This is a very interesting topic btw.
First, you need to reconcile the actual number. Are we counting everyone who died under his regime? Or the people he deliberately and intentionally had killed? The difference between these two numbers is startling. If the first number, it's quite large. If the second number it's (for mass murdering dictators) quite small.
The article itself if that is where your quote comes from is already problematic. Less than 1 million people can be veritably attributed to Stalin during the purges. Throughout the Stalin period, the vast majority of people sent to Gulags actually left alive. The highest period of deaths via Gulag was during WW2.
The number of people who died during collectivization and the forced industrialization of the USSR account for the largest percentage of deaths under Stalin. We are talking about people who starved to death because collectivization simply didn't work. This is a failed policy. Then we can look at the Holodomor where several million Kulaks starved to death. This is another very interesting topic. Were these people victims of Stalinist nationalist liquidation? I'd hedge towards no, but it certainly played a role. Draught (Stalin can't control rain) + failure of collectivization probably played the biggest role, but Stalin certainly wasn't losing sleep over the famine. I'd say this is a combination of several issues. Draught/collectivization/Stalin not giving a feck.
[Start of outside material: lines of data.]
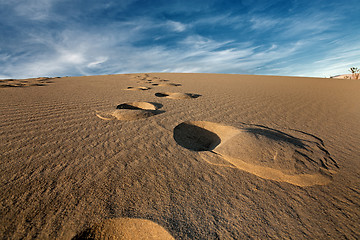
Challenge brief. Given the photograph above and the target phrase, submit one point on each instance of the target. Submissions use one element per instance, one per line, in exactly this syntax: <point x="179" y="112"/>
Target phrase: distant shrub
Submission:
<point x="355" y="72"/>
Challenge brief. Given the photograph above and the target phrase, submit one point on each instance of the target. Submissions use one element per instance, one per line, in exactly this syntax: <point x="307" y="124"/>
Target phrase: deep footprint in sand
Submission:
<point x="131" y="111"/>
<point x="177" y="95"/>
<point x="125" y="228"/>
<point x="137" y="88"/>
<point x="300" y="158"/>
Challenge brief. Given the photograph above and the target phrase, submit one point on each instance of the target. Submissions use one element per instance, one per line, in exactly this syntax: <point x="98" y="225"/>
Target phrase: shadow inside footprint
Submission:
<point x="132" y="111"/>
<point x="195" y="138"/>
<point x="161" y="95"/>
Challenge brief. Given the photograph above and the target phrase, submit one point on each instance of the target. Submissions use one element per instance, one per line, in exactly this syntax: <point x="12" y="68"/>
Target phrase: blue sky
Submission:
<point x="316" y="38"/>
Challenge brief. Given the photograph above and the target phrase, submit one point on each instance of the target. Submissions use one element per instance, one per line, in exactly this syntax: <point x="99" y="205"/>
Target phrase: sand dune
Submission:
<point x="265" y="152"/>
<point x="218" y="156"/>
<point x="131" y="111"/>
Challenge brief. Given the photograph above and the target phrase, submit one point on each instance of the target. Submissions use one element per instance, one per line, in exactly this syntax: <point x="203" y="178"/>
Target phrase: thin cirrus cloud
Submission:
<point x="60" y="37"/>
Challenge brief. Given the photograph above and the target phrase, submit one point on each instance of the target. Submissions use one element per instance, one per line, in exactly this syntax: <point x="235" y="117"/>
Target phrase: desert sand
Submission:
<point x="180" y="156"/>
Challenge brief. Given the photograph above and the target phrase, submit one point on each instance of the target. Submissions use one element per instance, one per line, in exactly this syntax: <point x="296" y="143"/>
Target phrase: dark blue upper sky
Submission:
<point x="87" y="37"/>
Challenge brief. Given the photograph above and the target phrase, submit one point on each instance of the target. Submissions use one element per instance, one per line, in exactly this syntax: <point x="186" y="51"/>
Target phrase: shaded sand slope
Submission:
<point x="64" y="170"/>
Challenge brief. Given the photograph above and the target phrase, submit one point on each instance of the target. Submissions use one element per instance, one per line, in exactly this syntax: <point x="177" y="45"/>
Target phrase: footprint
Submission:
<point x="131" y="111"/>
<point x="138" y="88"/>
<point x="177" y="95"/>
<point x="125" y="228"/>
<point x="300" y="159"/>
<point x="169" y="84"/>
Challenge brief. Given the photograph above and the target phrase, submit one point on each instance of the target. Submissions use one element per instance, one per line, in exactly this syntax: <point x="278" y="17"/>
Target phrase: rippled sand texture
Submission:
<point x="180" y="156"/>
At the end of the day less than 1 million people were deliberately ordered killed by Stalin during the purges, the article is completely wrong in its scholarship and research. In sum Stalin intentionally had 2-3 million people killed during his entire reign. Several million more died during his regime but I'm not sure it's fair to lay those directly at his feet. Otherwise we need to look at ourselves a little more closely. How many in the USA starved to death during the great depression. Nobody in their right mind would say FDR was a mass murderer for their deaths.
However, the crux of the issue is, were the deaths justifiable in the long term?
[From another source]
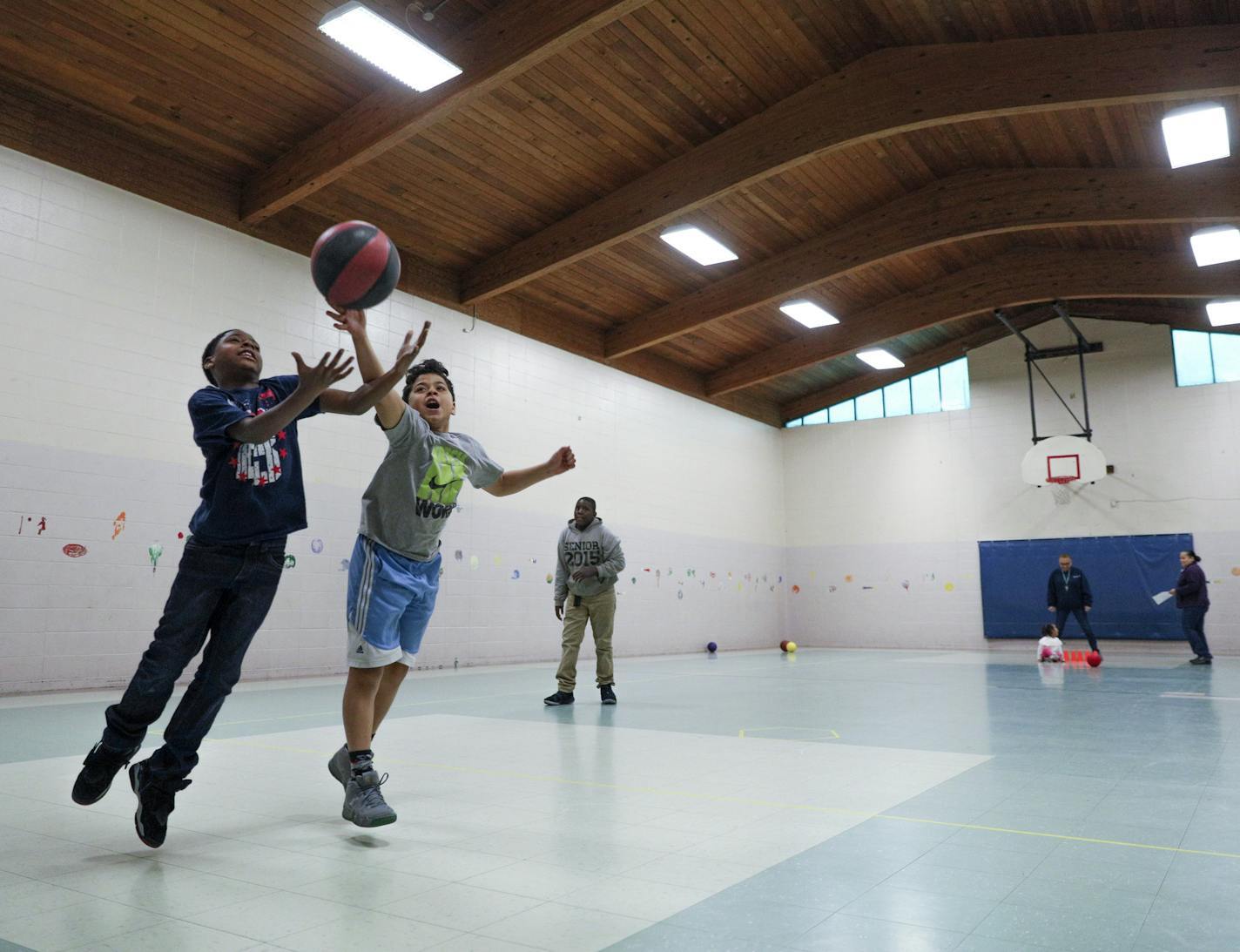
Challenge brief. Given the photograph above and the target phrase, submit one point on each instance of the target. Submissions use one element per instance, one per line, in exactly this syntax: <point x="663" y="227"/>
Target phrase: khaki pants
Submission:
<point x="600" y="611"/>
Is what Stalin did responsible for the USSRs ability to resist Germany? What was at stake? I would ultimately have to argue that yes, the ends justified the means here. The purges strengthened Stalins position in power. He eradicated the military establishment that could challenge him. He also burned out a lot of the old guard which were reluctant to embrace change in military doctrine and theory. One counter point to this was the murder of Tukhachevsky the author of Deep Battle doctrine. By establishing his position and wiping out any threats Stalin was able to make himself the spine of the USSR. Nobody could give up unless he gave up and he wasn't going to give up. This was a key aspect of the USSRs ability to hold out in the opening months of the German war.
Now we look at the 5 year plans. A lot of people died as a result of these. Both in the industrialization phase and the collectivization phase. One was a success, the other was a total failure. Millions died as a result of collectivization, lots died during industrialization as well. On balance which was more important? Well, industrialization. Without the forced industrialization of Stalins 5 year plans, the USSR isn't able to produce the tanks, planes, bullets, locomotives, trucks etc that allowed it to fight the Nazi invasion off. Collectivization was a major set back, but it was a setback that ultimately did not cause the state to collapse and it was therefore absorbable.
The question is, are the deaths of millions of citizens ever justifiable? This isn't a question that we as westerners can really ever answer. Our countries have never faced existential wars. If Stalin and the USSR fail in WW2, we're not talking about 11 million people murdered by the Nazi's. We're talking about the enslavement and eventual eradication of ALL of European Jewry, ALL Slavic peoples west of the Urals. We're talking about potentially over 100 million people that would be enslaved and eventually exterminated.
That is what you need to consider when you say "was it justified". Could they have done it without what he did? I would lean towards no.